Dec. 15, 2010
BY JOSH PATE
KNOXVILLE -- On to Phase 2.
After more than two weeks since wearing pads and making tackles, Tennessee will get back on the practice field Thursday to begin preparations for the Franklin American Mortgage Music City Bowl.
No more classes to deal with. Final exams are over and grades are posted. In fact, the University of Tennessee campus is desolate of students, so there aren't a lot of distractions.
"It's boring," running back Tauren Poole said of being around campus without the rest of the student body. "It's really boring to sit at home and you don't have anything to do."
Poole and the Vols have had things to do. The team has spent these two weeks since the season finale victory against Kentucky by working out and conditioning in what head coach Derek Dooley calls Phase 1 of his four-phased bowl game plan.
The 18 days have been stuffed with seven-on-seven, non-contact drills with teammates passing and catching. The focus has been on the basics.
And before the Vols begin to look at North Carolina, they'll take a look at fundamentals. Thursday's official practice is something of a mini-camp, Dooley said.
"It's a four-practice window of training camp," Dooley said. "We will not do anything at all that relates to our opponent. It's all good-on-good. It's our plays against your defense. We work on a lot of fundamentals. We work on blocking, tackling, catching, throwing, defending - all the basics. This is that opportunity that you really cherish."
After two weeks of not hitting anything, the players will cherish it, too. The mini-camp workouts kept things moving, but without school and homework and exams and even social time with other students that packed the normal routine away from the football complex, the focus could wane.
"I feel like it's been a long time since I've played football," linebacker Nick Reveiz said. "I haven't had the pads on in a while. We're ready to get back to practice and excited about the game. We've gotten through finals and been running and conditioning and doing all that kind of stuff."
The extra time off after the season concluded is not very common.

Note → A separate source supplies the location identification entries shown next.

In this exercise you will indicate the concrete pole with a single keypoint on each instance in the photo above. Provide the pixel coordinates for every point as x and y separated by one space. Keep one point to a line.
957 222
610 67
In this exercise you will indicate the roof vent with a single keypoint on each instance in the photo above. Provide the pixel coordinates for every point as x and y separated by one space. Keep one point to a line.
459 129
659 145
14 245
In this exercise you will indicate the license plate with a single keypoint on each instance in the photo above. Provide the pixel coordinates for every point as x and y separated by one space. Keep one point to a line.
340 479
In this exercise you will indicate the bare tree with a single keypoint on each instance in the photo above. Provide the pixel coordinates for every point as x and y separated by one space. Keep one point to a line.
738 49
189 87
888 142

Many teams rush right into bowl preparations. Last year, under former head coach Lane Kiffin, the Vols began practicing the very next week and were on Haslam Field the day of the Southeastern Conference Championship Game getting ready for a trip to the Peach Bowl.
Dooley has a different plan.
With very little depth on this team and loads of freshmen and sophomores in the rotation, the extra practices are beneficial no matter what. But by giving his squad time to rest, heal and refresh, it has the Vols feeling like it's a whole new season again.

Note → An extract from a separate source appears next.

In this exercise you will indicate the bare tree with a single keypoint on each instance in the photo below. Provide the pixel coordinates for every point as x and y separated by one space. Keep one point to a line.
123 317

"Originally I thought, you know what, I don't want to get rusty," said tight end Luke Stocker. "But after being through the break, your whole body feels like it was during the summer. My whole body has completely recovered. That's what it was designed to do. We're all going to benefit from this schedule and let our body recover. I wasn't feeling too spiffy to finish the season. It wasn't anything that would prevent me from playing, just nagging things. But I feel great now. I'm ready to go."
Added Reveiz: "I thought it was really smart to let all our guys recover. The season is long. It's really 13 weeks of practice as far as game preparations and preseason before that. So you've got bangs and nicks and all that. It was really good to have recovery, and also start conditioning again. When you get this long of a break, it helps you refresh not only your body but your mind."
This schedule also has allowed the players to focus. They concentrated on exam time as the fall semester concluded, without football serving as a distraction from academics. And now with school in the rear-view mirror, the agenda shifts to one thing: the Tar Heels.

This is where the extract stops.